それこそが、スマホに届いたメールに書かれていた、文面の中にある。
『これから皆さんには、サバイバル……すなわちデスゲームをしてもらいます』
最初にこれを目にしたとき、目を疑った。だってそうだろう。
デスゲームなどと……手の込んだいたずらだ。誰しもが、そう思うだろう……現状に、不可解な出来事が起こっていなければ。
昇は目覚めたら、この『島』にいた。手元にあったのは、スマホと側に置いてあった、小さなクーラーボックスに入ったペットボトル数本の水だけだ。
おかしい。昇は確かに、自分の部屋で眠った。部活帰りで、疲れた体はベッドに沈むや、すぐに眠ってしまったのだ。本来、次に目を覚ますときは、空腹によるものだろうと思っていた。
そして、目覚めたのはやはり空腹によるもの……ではなかった。アラームだ。セットした覚えのない。少なくとも、こんな時間には。
目覚めた昇の視界に映ったのは部屋の天井……のはずだった。だが視界の先にあったのは部屋の中どころか、外……それも、なんらかの島と思われるこの場所にいた。眩しいくらいの青空、自分が寝ていた浜辺、そして海……夢かと思ったが、頬をつねっても痛いだけだ。

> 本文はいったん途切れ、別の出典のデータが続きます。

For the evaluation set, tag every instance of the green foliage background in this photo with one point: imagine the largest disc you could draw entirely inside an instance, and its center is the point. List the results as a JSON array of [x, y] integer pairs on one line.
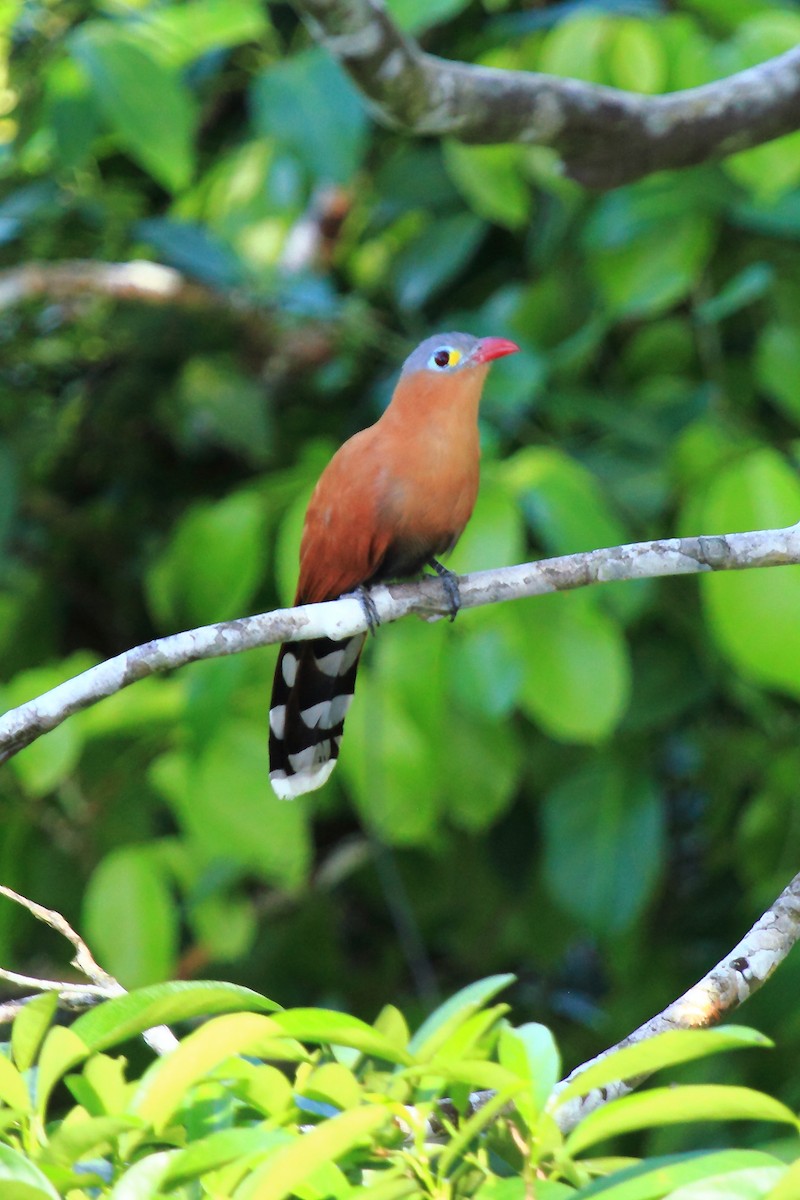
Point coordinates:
[[596, 790]]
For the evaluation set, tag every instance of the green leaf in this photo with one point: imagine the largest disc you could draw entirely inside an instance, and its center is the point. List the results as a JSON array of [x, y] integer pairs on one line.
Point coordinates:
[[563, 502], [13, 1090], [486, 762], [29, 1029], [769, 171], [491, 180], [577, 670], [474, 1126], [335, 1085], [433, 258], [752, 615], [142, 1181], [649, 275], [310, 106], [530, 1053], [73, 1140], [788, 1187], [674, 1105], [20, 1180], [193, 249], [164, 1085], [389, 759], [136, 91], [637, 57], [416, 16], [752, 1183], [47, 762], [61, 1050], [458, 1008], [749, 285], [212, 563], [130, 916], [777, 366], [125, 1017], [287, 1168], [666, 1049], [258, 832], [603, 832], [322, 1025], [184, 34], [216, 1150], [575, 47]]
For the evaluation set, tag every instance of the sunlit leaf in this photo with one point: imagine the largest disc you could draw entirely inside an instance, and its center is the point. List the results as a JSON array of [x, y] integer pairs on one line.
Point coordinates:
[[673, 1105], [134, 90]]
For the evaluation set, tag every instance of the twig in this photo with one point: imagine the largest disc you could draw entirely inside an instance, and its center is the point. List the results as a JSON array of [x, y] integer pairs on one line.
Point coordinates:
[[73, 995], [342, 618], [606, 137]]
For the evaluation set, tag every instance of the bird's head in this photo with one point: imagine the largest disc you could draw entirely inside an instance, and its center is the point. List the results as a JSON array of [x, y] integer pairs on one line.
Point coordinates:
[[450, 353]]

どうしてこんな場所にいるのか、もちろん気になったが……目覚めた昇のスマホに今度は着信があった。そして届いたメールが、冒頭の文章だ。
メールが届くということは、電波が入っているということ。なので、誰かに救助を……そう考え、昇は親に、友達に連絡を取ろうとした。
しかし誰にも連絡がつくことはなかった。そして気づいた……アンテナが、立っていないことに。あり得ない……しかし、電話やメール、一切の機能が使えなくなっていた。
機能しているのは、宛先に【運営】と書かれた何者から届いたメール。そして……
「俺の……人の命が、一億だと!? ふざけやがって!」
スマホのホーム画面に表示されている【平井 昇:所持金一億円】の文字のみ。さらに、画面の端にはうさぎともパンダとも思える生き物がデフォルメされて映っている。
マスコットのつもりだろうか。人にデスゲームを強要しておいて、マスコットなどとふざけている。
……この島にいることも、スマホが通じないことも現実で。でも、これがいたずらの可能性は残っている。
だってそうだろう、生き残り一人のデスゲームなどと、ふざけている。
……ふざけていると、思いたかった。
「くそっ……あの野郎、どこまで追ってくるんだよ!」
今、昇が必死に逃げている理由が、そしてデスゲームを認めざるを得ない最大の理由が、これだ。
昇は……目撃してしまった。人が、人を殺してしまう場面を。